Thank you so much for this advice. I will give this a try.


----------



## LiliY (3 mo ago)

krandall said:


> It is certainly not a "Havanese trait". However, I think you need to figure out more about why and exactly WHEN it is happening. Are you sure she is empty when she is going into these places? Does she know how to signal to you that she needs to go out? Could she be doing territorial marking? Could she be anxious in these settings? Theses are all questions that I would have in trying to figure out what was going on.


Thank you! If it is territorial marking, are there ways to address this?


----------



## krandall (Jun 11, 2009)

LiliY said:


> Thank you! If it is territorial marking, are there ways to address this?


It would still be more or less the way Puck mentioned... Keeping her on leash, so you are able to supervise her closely, interrupt any attempt to mark and hurry her outdoors. Normally, a dog that is marking, will do it right in front of your face.


----------



## LiliY (3 mo ago)

krandall said:


> It would still be more or less the way Puck mentioned... Keeping her on leash, so you are able to supervise her closely, interrupt any attempt to mark and hurry her outdoors. Normally, a dog that is marking, will do it right in front of your face.


Thank you so much. I will try this. I appreciate all the support and advice.


----------



## LWalks (Feb 7, 2021)

Pucks104 said:


> So your pup understands the rules for where she can go potty at your place and your partner’s place. Yay pup! However dogs don’t generalize well. If she were mine, I would take her lots of different places with me, keep her on a leash attached to me, take her to potty frequently in acceptable places while visiting and praise her to the moon when she pottied in the appropriate places. As her experiences are broadened, she should begin to understand that all places have acceptable potty places and that she needs to ask you when she needs to go and that you will get her to the potty place when she asks. Additionally, she may be experiencing some anxiety in these different places because they aren’t her home places and your reactions may have conveyed that you weren’t pleased with her. Many Havanese are quite sensitive with strong emotions.





LiliY said:


> Thank you so much. I will try this. I appreciate all the support and advice.

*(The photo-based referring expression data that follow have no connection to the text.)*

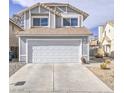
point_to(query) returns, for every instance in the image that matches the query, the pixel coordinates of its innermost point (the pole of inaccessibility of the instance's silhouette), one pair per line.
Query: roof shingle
(80, 31)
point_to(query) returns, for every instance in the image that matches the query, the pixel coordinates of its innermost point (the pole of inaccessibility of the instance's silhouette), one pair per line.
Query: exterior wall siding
(58, 21)
(55, 21)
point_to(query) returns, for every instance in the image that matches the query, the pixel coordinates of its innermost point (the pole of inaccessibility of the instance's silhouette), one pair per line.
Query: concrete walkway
(56, 78)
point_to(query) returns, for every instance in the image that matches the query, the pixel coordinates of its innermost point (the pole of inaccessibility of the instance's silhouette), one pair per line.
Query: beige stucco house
(53, 33)
(106, 34)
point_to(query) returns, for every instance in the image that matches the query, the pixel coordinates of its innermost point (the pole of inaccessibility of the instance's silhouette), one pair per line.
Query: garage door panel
(53, 51)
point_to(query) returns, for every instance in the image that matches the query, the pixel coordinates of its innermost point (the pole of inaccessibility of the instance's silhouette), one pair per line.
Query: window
(40, 21)
(74, 21)
(66, 22)
(70, 22)
(36, 21)
(44, 21)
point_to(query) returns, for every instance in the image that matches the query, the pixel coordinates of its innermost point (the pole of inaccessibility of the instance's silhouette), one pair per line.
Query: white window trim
(39, 17)
(70, 21)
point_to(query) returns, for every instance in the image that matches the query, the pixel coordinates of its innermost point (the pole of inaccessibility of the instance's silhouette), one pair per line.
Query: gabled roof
(69, 5)
(47, 6)
(12, 21)
(81, 31)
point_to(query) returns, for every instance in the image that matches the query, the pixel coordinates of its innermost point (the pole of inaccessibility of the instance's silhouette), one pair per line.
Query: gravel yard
(14, 66)
(107, 76)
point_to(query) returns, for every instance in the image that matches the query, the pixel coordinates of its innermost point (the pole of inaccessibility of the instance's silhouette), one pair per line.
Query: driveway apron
(56, 78)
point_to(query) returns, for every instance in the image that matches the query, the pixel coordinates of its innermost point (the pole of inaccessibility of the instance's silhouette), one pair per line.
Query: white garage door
(54, 51)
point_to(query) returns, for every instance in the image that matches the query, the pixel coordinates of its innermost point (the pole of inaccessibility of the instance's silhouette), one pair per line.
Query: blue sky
(100, 11)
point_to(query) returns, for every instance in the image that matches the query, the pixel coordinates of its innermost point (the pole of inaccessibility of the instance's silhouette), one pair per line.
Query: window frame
(40, 21)
(70, 18)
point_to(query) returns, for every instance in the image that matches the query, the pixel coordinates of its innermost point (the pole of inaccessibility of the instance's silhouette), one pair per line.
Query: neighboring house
(106, 33)
(13, 40)
(53, 33)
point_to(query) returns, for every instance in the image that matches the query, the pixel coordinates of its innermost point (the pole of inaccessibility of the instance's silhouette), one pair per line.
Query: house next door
(53, 50)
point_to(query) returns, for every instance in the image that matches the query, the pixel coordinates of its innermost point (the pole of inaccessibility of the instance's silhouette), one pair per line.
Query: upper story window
(40, 21)
(70, 21)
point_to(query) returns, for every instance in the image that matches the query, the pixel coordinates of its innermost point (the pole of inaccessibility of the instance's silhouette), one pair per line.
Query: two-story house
(53, 33)
(106, 34)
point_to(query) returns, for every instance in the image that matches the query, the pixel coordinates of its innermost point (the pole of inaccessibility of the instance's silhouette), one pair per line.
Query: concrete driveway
(56, 78)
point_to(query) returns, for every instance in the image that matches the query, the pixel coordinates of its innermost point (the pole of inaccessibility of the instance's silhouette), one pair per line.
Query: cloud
(100, 11)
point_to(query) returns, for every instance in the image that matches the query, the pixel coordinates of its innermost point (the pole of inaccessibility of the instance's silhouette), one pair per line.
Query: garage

This is all great advice. One thing that I’ve done with mine (my older guy used to have this issue— especially places with concrete floors bc it’s the same surface as the sidewalk he was used to!) is that whenever we go to a new place, I’ll make a big thing of saying ‘do you want to go OUT’ soon after we arrive, and then giving the potty command as soon as we’re outside. I feel like that helps them realize that there’s a distinction since as someone said, dogs are not very good at generalizing!


----------



## anna7 (4 mo ago)

Keep her on the leash or on your lap. Mine has done this in the past and this takes care of it. I sometimes think another dog might have had an accident there also in the past. By the way mine is 11 yrs and I still watch out she does not do this. A new environment can also cause her to go. I make sure to take her out and offer her an opportunity to go outside in a grassy area.


----------